The China Post news staff
Taiwan’s jobless rate edged down 0.1 of a percentage point from a month earlier to 4.18 percent in December 2011, for the lowest level of its kind in three years and four months, according to statistics released yesterday by the Cabinet-level Directorate General of Budget, Accounting and Statistics (DGBAS).
Chen Min, a deputy division chief at the DGBAS, attributed the decline in the December unemployment rate to the decrease of 11,000 in the unemployed population, which stood at 471,000 as of the end of the month.
Chen continued that the number of first-time job seekers who failed to find jobs in December showed a decline of 5,000 from November. The number of people who resigned and became jobless posted a decrease of 3,000, compared to a dip of 2,000 in the number of people who became unemployed as a result of their original employers scaling down or closing business operations in the month.
By contrast, Taiwan’s total employed population in December posted a slight increase of 0.13 percent or 14,000 over November to reach 108.02 million, according to the same DGBAS tallies. Chen said that domestic job market was relatively stable in December 2011, with the overall unemployment situation improved significantly from the preceding two years.
The island’s average jobless rate for 2011 stood at 4.39 percent, down 0.82 of a percentage point from 2010, with the average jobless population representing an annual decrease of 86,000 to reach 491,000, according to the DGBAS statistics. The same tallies also indicated that domestic manufacturing sector posted an average of 14.2 hours in overtime work in November 2011, the lowest figure of its kind seen since September 2009.

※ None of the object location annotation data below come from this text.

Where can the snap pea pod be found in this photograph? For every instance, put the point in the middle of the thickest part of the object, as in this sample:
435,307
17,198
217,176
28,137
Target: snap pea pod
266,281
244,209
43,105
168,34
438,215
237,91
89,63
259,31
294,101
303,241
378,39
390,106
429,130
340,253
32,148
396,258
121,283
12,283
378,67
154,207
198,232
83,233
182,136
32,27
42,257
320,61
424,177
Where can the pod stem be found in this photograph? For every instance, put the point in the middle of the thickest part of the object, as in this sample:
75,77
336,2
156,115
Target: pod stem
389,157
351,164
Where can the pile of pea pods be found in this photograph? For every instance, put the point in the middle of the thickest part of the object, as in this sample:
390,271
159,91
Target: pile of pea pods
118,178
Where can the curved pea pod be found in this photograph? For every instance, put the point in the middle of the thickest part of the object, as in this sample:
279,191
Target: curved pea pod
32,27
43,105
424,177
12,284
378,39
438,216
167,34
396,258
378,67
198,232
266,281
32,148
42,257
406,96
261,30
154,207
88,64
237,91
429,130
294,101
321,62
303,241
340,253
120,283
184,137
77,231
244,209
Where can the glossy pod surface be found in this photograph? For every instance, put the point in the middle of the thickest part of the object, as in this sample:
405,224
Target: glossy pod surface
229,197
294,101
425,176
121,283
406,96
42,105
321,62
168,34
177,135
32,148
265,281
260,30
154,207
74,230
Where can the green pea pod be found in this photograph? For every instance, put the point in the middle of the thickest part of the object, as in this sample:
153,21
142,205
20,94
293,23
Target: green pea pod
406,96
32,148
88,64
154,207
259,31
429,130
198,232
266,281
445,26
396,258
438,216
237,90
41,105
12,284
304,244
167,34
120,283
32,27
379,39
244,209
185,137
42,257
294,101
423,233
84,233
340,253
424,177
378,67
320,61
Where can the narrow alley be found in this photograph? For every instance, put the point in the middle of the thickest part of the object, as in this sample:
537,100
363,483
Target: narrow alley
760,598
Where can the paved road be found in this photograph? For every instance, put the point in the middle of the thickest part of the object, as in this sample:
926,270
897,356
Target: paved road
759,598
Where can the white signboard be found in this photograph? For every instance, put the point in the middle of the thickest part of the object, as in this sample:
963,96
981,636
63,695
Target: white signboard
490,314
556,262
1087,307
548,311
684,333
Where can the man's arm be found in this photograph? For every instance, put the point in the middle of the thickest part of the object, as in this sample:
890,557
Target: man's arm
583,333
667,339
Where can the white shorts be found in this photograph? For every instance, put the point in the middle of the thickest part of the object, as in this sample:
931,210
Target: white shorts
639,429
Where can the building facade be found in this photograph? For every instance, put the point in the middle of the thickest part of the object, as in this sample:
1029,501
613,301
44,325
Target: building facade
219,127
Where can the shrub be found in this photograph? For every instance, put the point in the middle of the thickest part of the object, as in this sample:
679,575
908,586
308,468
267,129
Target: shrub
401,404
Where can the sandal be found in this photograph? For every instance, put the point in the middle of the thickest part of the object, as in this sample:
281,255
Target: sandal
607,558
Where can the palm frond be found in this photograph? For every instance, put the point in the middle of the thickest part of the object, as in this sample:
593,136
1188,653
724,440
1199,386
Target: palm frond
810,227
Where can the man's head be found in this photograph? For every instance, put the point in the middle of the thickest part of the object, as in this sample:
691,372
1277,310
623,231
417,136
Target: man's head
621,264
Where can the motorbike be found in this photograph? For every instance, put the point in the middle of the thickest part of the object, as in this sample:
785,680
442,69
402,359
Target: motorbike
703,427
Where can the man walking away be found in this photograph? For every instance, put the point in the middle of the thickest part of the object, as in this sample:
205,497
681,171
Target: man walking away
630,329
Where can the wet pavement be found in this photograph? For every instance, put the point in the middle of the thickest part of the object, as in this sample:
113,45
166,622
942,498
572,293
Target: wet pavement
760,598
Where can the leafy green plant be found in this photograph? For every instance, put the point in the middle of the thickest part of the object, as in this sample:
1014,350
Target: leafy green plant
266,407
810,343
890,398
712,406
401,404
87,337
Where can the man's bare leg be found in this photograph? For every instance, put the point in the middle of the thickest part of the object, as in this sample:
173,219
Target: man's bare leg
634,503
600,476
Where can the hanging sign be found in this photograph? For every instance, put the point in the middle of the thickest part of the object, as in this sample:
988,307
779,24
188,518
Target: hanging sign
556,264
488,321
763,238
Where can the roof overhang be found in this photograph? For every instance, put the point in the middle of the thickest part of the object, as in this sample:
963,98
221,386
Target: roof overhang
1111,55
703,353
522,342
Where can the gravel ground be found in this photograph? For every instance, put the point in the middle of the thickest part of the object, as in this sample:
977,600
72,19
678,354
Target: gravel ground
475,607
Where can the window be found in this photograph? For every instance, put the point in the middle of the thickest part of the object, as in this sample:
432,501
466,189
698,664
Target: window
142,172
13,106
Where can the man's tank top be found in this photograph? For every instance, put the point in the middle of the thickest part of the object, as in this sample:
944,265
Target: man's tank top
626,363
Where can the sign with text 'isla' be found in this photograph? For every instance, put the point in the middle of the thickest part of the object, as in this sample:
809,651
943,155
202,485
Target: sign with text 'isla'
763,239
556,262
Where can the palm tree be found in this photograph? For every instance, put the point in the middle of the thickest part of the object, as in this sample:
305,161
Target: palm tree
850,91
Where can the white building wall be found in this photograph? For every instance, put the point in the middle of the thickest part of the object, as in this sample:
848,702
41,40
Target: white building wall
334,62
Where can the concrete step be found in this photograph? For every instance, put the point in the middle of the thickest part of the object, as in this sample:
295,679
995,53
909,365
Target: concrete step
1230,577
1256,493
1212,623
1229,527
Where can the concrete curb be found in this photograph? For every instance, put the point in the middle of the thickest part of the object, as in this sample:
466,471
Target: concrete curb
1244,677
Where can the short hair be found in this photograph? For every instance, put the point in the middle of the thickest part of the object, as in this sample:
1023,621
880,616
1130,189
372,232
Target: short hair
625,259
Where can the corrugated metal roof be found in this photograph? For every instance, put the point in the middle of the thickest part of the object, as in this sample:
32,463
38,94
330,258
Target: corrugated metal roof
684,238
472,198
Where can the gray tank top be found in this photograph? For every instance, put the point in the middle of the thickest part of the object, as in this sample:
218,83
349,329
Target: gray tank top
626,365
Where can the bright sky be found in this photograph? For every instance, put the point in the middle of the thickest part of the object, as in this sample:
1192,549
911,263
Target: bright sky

Meanwhile, the average monthly salary recorded by employees in November showed a decline of 1.88 percent from October to reach NT$39,881. In the first 11 months of 2011, the average monthly pay of employees in Taiwan reached NT$45,643, the highest level of its kind for the same period over the past years. In related news, a survey conducted by the 1111 Job Bank showed that up to 76 percent of the respondents expressed their intention to change jobs before or after the Chinese New Year holidays, compared to the corresponding figure of 66 percent posted one year earlier.
Of those who wanted to change jobs, 35.29 percent aimed for higher pay, followed by 34.56 percent who were unsatisfied with the welfare terms offered by their original employers, and 33.09 percent who wished to change jobs in line with their personal career plans. A ranking official with the online job bank said that the local job market is expected to see a significant reshuffle between February and April, in that those who plan to change jobs will then carry out their plans, especially in the fields of information technology, medical/ agricultural and environmental, and manufacturing sectors.
On another front, up to 73 percent of enterprises polled by the 1111 Job Bank planned to solicit new workforce in the first quarter of the year, but the average number of new employees they wanted to recruit declined to an average of 9.09 people from 13.